With Reagan, it was always so rote and mechanical that it was easy to miss the big picture. It was easy to be infuriated by media whiz Michael Deaver's brilliantly insidious manipulation of the media, and lose the simple power of Reagan's message. Deaver, famously, didn't care what the network reporters said about the President as long as Reagan was pictured in upbeat, patriotic settings, preferably surrounded by American flags. The pictures, he knew, were far more powerful than the words. The gauzy, Morning in America mythmaking apparatus was going full tilt from the moment Reagan entered the White House.
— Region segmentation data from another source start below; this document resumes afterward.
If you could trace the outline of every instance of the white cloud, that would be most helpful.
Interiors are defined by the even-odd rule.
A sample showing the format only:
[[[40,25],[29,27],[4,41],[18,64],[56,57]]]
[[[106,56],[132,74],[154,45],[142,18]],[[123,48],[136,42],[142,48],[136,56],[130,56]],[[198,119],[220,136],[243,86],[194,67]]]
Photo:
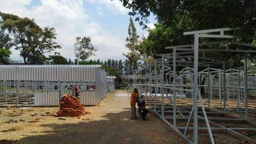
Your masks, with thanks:
[[[101,9],[100,6],[98,6],[98,7],[97,7],[97,12],[98,13],[98,15],[100,17],[103,17],[103,12],[102,12],[102,10]]]
[[[119,0],[86,0],[90,3],[98,3],[104,5],[108,10],[114,14],[127,14],[129,10],[124,7]]]
[[[147,26],[148,28],[149,29],[153,29],[156,28],[156,26],[154,26],[155,24],[154,23],[149,23],[147,24]]]
[[[34,19],[41,27],[55,28],[58,35],[56,42],[62,46],[62,49],[57,51],[65,57],[74,58],[72,45],[76,36],[89,36],[92,38],[92,44],[99,49],[96,52],[97,56],[92,58],[101,60],[108,58],[124,59],[122,53],[126,52],[127,49],[124,47],[124,40],[103,29],[88,15],[82,0],[40,1],[42,4],[31,6],[28,8],[30,0],[0,0],[0,10],[3,12],[13,13],[22,17]],[[107,6],[113,6],[106,1],[102,1],[107,5],[109,4]],[[111,2],[109,0],[108,1]],[[13,53],[11,58],[19,56],[18,51],[13,51]]]

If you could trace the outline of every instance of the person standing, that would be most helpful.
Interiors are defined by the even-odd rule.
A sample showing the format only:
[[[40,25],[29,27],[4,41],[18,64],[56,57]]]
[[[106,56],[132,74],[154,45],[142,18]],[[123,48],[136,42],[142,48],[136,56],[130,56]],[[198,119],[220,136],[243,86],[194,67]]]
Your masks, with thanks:
[[[132,92],[131,95],[131,101],[130,101],[131,110],[131,114],[130,118],[131,119],[137,118],[136,115],[136,103],[137,102],[138,96],[139,96],[139,92],[138,92],[138,89],[134,88],[133,90],[133,92]]]
[[[76,97],[78,97],[78,93],[79,93],[79,88],[78,88],[77,85],[75,85],[74,88],[74,91],[75,92]]]

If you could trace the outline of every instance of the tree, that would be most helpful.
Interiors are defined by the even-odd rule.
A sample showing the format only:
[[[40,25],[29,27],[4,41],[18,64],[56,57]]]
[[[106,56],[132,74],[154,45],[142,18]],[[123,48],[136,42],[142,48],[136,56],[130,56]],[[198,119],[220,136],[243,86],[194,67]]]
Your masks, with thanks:
[[[159,24],[156,29],[150,31],[148,38],[137,46],[137,49],[146,56],[164,51],[165,46],[191,44],[193,36],[184,36],[184,31],[227,27],[240,27],[234,33],[236,40],[251,44],[256,38],[256,3],[244,0],[202,0],[202,1],[122,1],[125,7],[132,11],[131,15],[136,16],[136,20],[147,28],[147,19],[150,15],[156,17]],[[211,40],[202,38],[200,42]],[[223,45],[220,45],[221,47]],[[236,49],[230,46],[230,49]],[[241,66],[241,60],[246,55],[232,52],[216,52],[214,57],[225,55],[226,60],[232,61],[230,67]],[[255,54],[249,55],[254,59]],[[231,61],[231,60],[234,60]],[[216,65],[217,68],[221,67]]]
[[[123,66],[123,61],[122,61],[122,60],[120,60],[118,61],[118,67],[119,69],[120,70],[121,74],[123,74],[123,72],[124,72],[124,70],[123,70],[124,66]]]
[[[73,65],[73,61],[71,61],[70,58],[68,58],[68,65]]]
[[[154,15],[160,24],[166,26],[182,21],[189,23],[192,30],[239,26],[242,27],[240,35],[243,38],[255,35],[255,1],[120,1],[145,28],[147,18]]]
[[[114,59],[112,59],[112,61],[111,61],[111,66],[112,66],[113,67],[116,67],[116,63],[115,63]]]
[[[75,48],[75,55],[77,61],[85,61],[90,56],[95,55],[97,51],[91,42],[91,38],[88,36],[77,36],[76,38],[76,42],[74,44]]]
[[[12,46],[12,44],[9,35],[0,30],[0,64],[9,63],[9,57],[12,53],[9,49]]]
[[[60,49],[55,40],[56,34],[53,28],[39,27],[33,19],[20,18],[17,15],[0,12],[3,19],[1,29],[12,34],[12,43],[20,51],[25,65],[43,64],[44,55],[56,49]]]
[[[108,65],[108,67],[112,67],[112,65],[111,65],[111,60],[110,60],[110,59],[108,60],[107,65]]]
[[[133,23],[132,19],[130,17],[130,24],[128,27],[128,37],[126,38],[127,42],[125,47],[129,49],[130,52],[127,54],[123,54],[127,59],[128,67],[131,68],[129,74],[132,74],[135,72],[139,67],[138,61],[140,59],[140,54],[136,51],[135,46],[138,44],[139,36],[137,35],[136,29]]]
[[[70,59],[69,59],[70,60]],[[68,65],[67,58],[61,56],[59,52],[54,52],[54,55],[49,56],[48,58],[51,65]]]

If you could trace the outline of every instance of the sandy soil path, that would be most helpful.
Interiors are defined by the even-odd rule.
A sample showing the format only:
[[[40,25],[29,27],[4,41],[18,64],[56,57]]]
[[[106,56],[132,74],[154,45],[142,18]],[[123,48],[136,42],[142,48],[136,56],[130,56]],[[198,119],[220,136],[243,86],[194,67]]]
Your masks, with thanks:
[[[85,108],[91,114],[65,120],[54,116],[58,108],[1,108],[0,143],[180,143],[150,113],[145,121],[130,120],[129,100],[127,93],[118,91],[99,106]],[[44,116],[45,112],[52,115]],[[25,121],[5,123],[10,119]]]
Unlike other Presidents--except, perhaps, for Abraham Lincoln and Andrew Jackson--Reagan came to power as the leader of an ideological movement: in his case, a fierce conservatism forged and tempered by decades of disdain from the nation's moderate media and political establishment. In retrospect, the movement provided a necessary corrective for the slowly corroding industrial-age liberalism favored by the Democrats who controlled Congress. Reagan's followers were so eager for success that they were willing to tolerate some flagrant inconsistencies in his governance. His big 1981 tax cut was followed by two years of large, if undramatized, tax increases. He didn't shrink the size of the government (Bill Clinton was the only recent President to do that). Reagan was a champion of the religious right, but rarely attended church and never paid much more than lip service to the right-to-life movement. He was a critic of government waste, but routinely lavished more money on the military than the Pentagon asked for--and he stubbornly insisted on funding an utterly preposterous missile-defense program that his detractors, and eventually his supporters, called Star Wars.